I was solving bigSorting() problem from hackerrank:

Consider an array of numeric strings where each string is a positive number with anywhere from 1 to 10^6 digits. Sort the array's elements in non-decreasing, or ascending order of their integer values and return the sorted array.

I know it works as follows:

def bigSorting(unsorted):
    return sorted(unsorted, key=int)

But I didnt guess this approach earlier. Initially I tried below:

def bigSorting(unsorted):
    int_unsorted = [int(i) for i in unsorted]
    int_sorted = sorted(int_unsorted)
    return [str(i) for i in int_sorted]

However, for some of the test cases, it was showing time limit exceeded. Why is it so?

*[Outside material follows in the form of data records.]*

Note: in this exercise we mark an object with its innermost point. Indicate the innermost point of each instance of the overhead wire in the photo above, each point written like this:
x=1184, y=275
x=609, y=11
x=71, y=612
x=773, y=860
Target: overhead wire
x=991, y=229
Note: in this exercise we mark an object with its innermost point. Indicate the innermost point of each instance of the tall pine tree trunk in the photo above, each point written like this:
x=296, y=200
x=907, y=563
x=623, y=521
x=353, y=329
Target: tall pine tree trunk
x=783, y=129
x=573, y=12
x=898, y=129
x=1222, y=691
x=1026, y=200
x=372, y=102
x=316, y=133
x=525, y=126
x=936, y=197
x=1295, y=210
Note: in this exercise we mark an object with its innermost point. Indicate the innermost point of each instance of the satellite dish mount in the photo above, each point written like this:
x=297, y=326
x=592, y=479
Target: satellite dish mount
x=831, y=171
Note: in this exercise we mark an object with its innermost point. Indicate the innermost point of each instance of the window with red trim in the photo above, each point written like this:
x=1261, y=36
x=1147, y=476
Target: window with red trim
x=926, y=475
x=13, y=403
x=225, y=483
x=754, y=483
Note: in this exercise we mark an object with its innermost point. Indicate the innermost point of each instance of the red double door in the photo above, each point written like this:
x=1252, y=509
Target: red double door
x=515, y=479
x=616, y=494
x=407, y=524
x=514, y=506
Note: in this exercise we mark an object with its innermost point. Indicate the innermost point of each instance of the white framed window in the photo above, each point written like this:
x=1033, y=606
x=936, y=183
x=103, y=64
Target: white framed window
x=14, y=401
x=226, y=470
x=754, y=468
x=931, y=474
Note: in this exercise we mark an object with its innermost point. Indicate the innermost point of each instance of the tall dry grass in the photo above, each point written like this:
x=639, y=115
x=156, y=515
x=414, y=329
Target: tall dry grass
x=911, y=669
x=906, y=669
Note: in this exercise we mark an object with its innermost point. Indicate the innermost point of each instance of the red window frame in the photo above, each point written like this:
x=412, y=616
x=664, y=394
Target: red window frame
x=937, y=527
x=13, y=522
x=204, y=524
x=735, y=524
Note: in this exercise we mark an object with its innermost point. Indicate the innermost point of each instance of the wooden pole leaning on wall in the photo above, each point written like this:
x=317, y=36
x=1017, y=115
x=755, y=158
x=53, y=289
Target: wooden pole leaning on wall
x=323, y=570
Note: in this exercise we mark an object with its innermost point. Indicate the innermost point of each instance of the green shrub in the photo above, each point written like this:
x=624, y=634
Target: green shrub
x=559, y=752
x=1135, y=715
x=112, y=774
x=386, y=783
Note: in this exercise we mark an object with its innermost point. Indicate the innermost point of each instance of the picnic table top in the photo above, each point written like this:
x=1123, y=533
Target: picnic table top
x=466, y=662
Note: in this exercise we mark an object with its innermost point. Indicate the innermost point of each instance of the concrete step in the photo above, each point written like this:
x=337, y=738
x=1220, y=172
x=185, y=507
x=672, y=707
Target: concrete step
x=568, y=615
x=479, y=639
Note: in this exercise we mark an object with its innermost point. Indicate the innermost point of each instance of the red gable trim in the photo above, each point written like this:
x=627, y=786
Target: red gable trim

PS: I dont know exactly what those test cases were as hacker rank does not reveal all test cases.

CodePudding user response:

In your code you:

  1. Make a new list of ints converting str -> int.
  2. Make a new sorted list of those ints.
  3. Make another new list of str, converting int --> str.

That's three completely new (possibly massive) lists with multiple conversions.

Using the key=int sorting argument performs the necessary conversions internally during the sort process itself, which means there is never the costly conversion from int -> str.

We can supply Hacker Rank with just this code, and it passes all tests:

import os

if __name__ == '__main__':
    fptr = open(os.environ['OUTPUT_PATH'], 'w')

    n = int(input())

    result = sorted((input() for _ in range(n)), key=int)

    fptr.write('\n'.join(result))
    fptr.write('\n')

    fptr.close()

Still not 'optimal' perhaps, but from reading through the comments, this does seem to be an expected option. Those performing bucket/merge sorts didn't see much performance gains.

CodePudding user response:

Here you are converting list of numerical string to list of integer and vice a versa.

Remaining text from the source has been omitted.